Der Verteidiger Oliver Wächter hatte für seinen Mandanten eine Freiheitsstrafe von einem halben Jahr gefordert. Die Freiheitsstrafe von 2,5 Jahren bezeichnete er auf Anfrage als «unbegreiflich» und «übertriebene Härte» des Gerichts.

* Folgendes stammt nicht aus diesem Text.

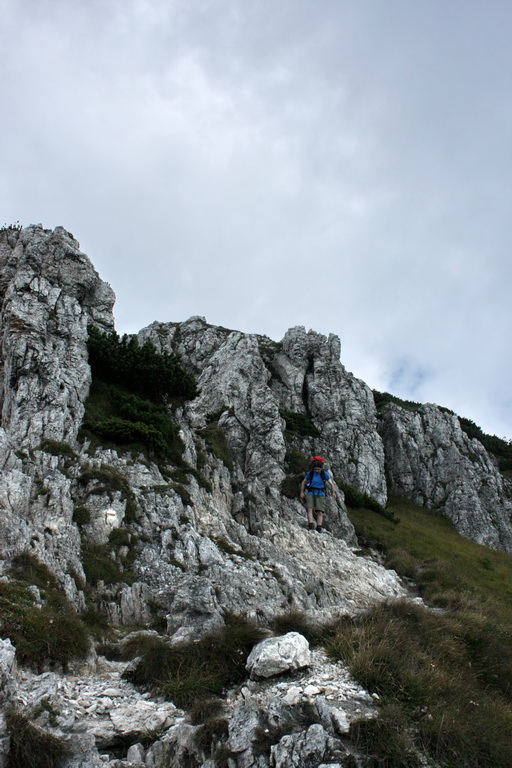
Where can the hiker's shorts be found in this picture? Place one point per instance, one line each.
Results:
(315, 501)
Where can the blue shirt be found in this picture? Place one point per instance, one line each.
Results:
(316, 485)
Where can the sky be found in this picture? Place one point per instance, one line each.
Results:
(344, 165)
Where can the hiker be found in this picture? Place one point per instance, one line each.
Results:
(313, 489)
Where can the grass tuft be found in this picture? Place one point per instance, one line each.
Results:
(31, 747)
(194, 671)
(444, 676)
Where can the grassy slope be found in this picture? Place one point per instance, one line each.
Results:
(444, 677)
(425, 547)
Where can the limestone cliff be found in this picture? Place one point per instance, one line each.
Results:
(224, 529)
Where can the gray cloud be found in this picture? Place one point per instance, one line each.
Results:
(338, 165)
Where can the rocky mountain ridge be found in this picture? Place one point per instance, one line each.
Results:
(230, 535)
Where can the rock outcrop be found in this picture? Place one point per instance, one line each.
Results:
(430, 460)
(223, 531)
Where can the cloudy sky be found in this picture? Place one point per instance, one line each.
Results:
(344, 165)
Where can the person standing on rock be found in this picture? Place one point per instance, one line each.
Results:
(313, 489)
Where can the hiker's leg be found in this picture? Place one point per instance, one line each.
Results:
(310, 503)
(320, 506)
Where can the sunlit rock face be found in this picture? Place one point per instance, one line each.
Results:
(49, 293)
(223, 532)
(255, 379)
(432, 461)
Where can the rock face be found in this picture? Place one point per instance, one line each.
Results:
(279, 654)
(49, 293)
(432, 461)
(226, 534)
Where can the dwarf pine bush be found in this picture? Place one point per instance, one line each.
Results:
(48, 633)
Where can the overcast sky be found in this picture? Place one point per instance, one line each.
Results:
(344, 165)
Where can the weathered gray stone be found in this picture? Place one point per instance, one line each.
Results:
(279, 654)
(233, 541)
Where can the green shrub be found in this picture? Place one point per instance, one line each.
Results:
(444, 681)
(140, 369)
(358, 500)
(300, 424)
(189, 672)
(51, 633)
(31, 747)
(130, 422)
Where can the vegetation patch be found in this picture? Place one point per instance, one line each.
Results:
(51, 632)
(499, 447)
(444, 677)
(193, 671)
(117, 418)
(31, 747)
(99, 565)
(357, 500)
(139, 369)
(300, 424)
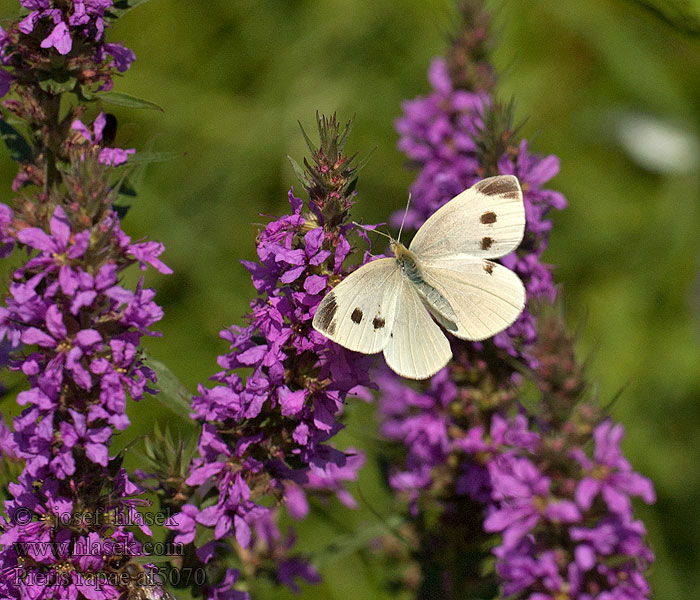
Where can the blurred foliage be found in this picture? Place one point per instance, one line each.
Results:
(234, 77)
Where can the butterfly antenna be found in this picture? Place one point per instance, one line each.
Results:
(372, 230)
(405, 212)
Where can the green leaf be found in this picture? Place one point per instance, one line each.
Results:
(351, 543)
(173, 392)
(149, 157)
(20, 150)
(121, 99)
(56, 82)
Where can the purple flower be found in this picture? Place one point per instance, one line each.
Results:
(610, 474)
(108, 156)
(59, 38)
(523, 495)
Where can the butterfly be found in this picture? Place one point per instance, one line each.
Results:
(388, 305)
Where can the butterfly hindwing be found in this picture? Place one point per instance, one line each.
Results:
(359, 312)
(417, 348)
(486, 221)
(486, 296)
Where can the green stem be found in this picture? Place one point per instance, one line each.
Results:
(52, 106)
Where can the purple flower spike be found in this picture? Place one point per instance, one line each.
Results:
(59, 38)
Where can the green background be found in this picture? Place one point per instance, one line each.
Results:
(235, 76)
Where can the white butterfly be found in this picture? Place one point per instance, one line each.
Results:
(386, 305)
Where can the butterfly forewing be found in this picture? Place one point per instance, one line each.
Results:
(359, 312)
(486, 221)
(486, 296)
(417, 348)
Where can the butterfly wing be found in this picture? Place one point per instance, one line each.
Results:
(359, 312)
(417, 348)
(486, 221)
(486, 296)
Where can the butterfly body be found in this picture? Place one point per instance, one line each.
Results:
(386, 305)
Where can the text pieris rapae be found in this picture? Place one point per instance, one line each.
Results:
(386, 305)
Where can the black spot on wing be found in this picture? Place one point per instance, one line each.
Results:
(488, 217)
(326, 312)
(499, 186)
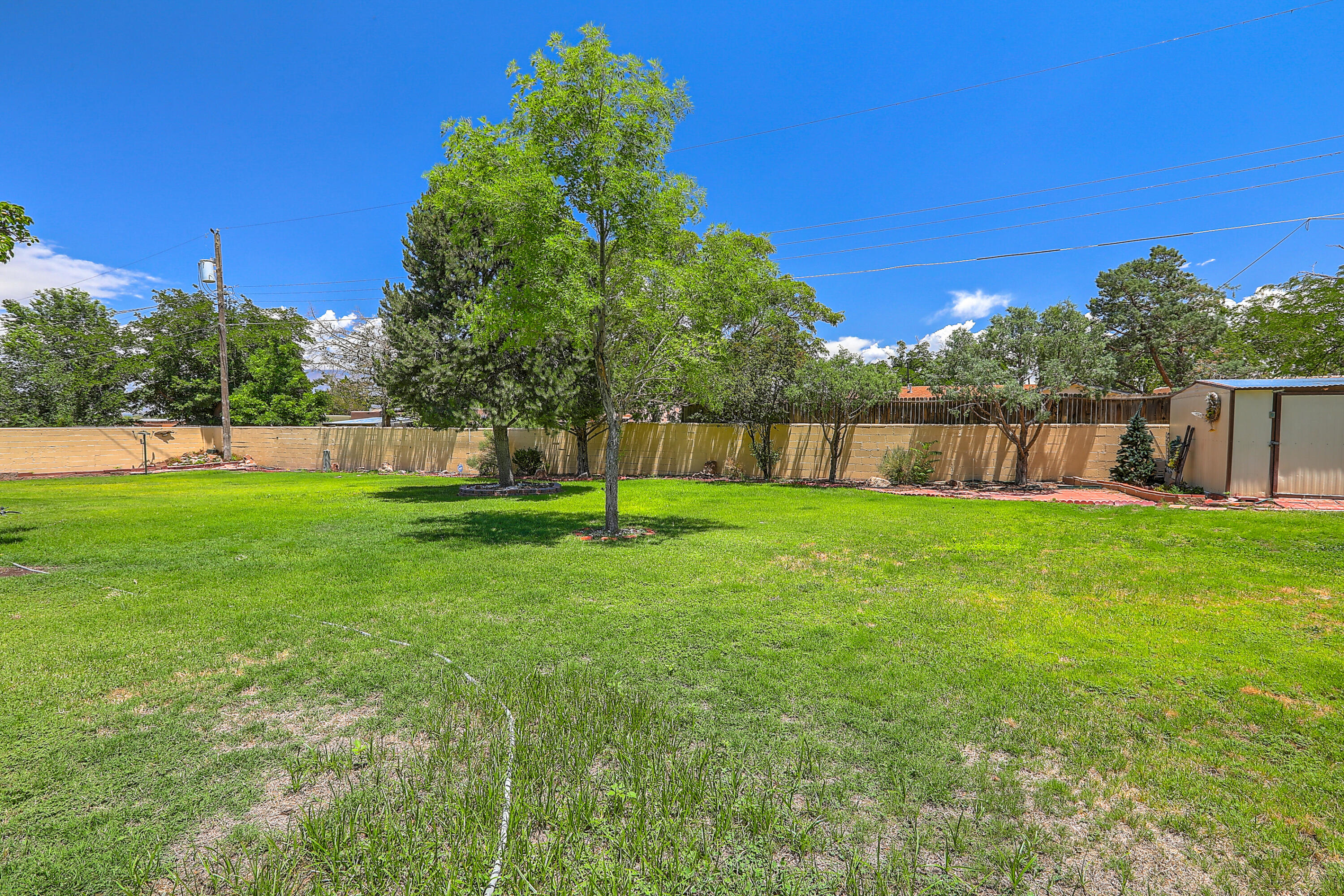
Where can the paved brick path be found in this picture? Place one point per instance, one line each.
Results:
(1105, 497)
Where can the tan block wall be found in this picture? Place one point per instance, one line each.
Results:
(90, 448)
(968, 452)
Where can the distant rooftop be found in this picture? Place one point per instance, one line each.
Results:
(1284, 382)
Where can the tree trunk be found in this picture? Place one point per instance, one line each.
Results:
(835, 444)
(581, 436)
(613, 474)
(1158, 362)
(503, 457)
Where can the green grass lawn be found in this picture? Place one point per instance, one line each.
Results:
(1051, 698)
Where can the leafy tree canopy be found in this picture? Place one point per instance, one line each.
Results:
(64, 362)
(1160, 319)
(437, 365)
(277, 392)
(838, 390)
(1292, 330)
(577, 190)
(14, 229)
(1012, 373)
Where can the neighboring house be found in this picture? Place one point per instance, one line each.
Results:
(1264, 439)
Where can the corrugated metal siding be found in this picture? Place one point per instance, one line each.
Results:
(1252, 433)
(1311, 436)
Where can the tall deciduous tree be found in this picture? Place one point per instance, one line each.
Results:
(581, 413)
(578, 186)
(181, 339)
(1292, 330)
(14, 229)
(64, 362)
(277, 392)
(1159, 319)
(439, 366)
(836, 392)
(1014, 373)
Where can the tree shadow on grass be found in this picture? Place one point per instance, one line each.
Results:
(443, 493)
(549, 528)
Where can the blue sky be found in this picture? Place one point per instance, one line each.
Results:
(132, 127)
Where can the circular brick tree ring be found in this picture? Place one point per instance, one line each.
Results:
(494, 491)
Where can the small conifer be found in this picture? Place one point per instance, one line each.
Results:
(1135, 458)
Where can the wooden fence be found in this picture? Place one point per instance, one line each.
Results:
(1070, 409)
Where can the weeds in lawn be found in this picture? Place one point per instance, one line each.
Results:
(612, 796)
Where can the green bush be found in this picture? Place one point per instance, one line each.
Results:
(1135, 458)
(909, 466)
(486, 462)
(529, 461)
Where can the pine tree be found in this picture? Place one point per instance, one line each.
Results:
(1135, 458)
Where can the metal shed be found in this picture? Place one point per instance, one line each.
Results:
(1264, 439)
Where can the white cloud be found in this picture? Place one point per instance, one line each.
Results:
(41, 267)
(866, 349)
(975, 306)
(940, 338)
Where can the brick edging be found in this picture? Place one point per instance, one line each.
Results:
(1136, 491)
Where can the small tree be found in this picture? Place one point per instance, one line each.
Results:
(756, 382)
(1014, 373)
(836, 392)
(581, 412)
(437, 365)
(1135, 458)
(359, 353)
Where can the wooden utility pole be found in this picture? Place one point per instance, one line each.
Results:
(228, 437)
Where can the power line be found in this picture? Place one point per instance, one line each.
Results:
(351, 211)
(1070, 249)
(1047, 190)
(1265, 253)
(999, 81)
(316, 283)
(1054, 221)
(1061, 202)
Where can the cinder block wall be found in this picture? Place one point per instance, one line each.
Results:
(974, 452)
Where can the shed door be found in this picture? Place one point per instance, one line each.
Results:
(1311, 445)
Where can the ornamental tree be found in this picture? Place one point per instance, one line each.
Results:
(836, 392)
(1014, 373)
(1135, 458)
(437, 365)
(179, 369)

Er müsse mit seinem Mandanten prüfen, das Urteil anzufechten. «Unter dem Strich schaut aber wahrscheinlich nichts raus», hielt Wächter fest. Er erwartet, dass der Mann in sieben Monaten - nach zwei Dritteln der Strafe - freigelassen wird. Der Gang ans Solothurner Obergericht würde wohl ebenso viel Zeit in Anspruch nehmen.

Noch Freiheitsstrafe in Deutschland fällig

Die Verfahrenskosten wurden zu drei Viertel dem Angeklagten und zu einem Viertel dem Staat auferlegt. Die vom Verteidiger geforderte Genugtuung sowie eine Entschädigung wurden abgelehnt.

Nach der Freiheitsstrafe in der Schweiz ist der Deutsche jedoch noch nicht auf freiem Fuss. Er muss in Deutschland wegen zwei Kneipenschlägereien noch eine Freiheitsstrafe von 18 Monaten verbüssen, wie am Prozess auskam.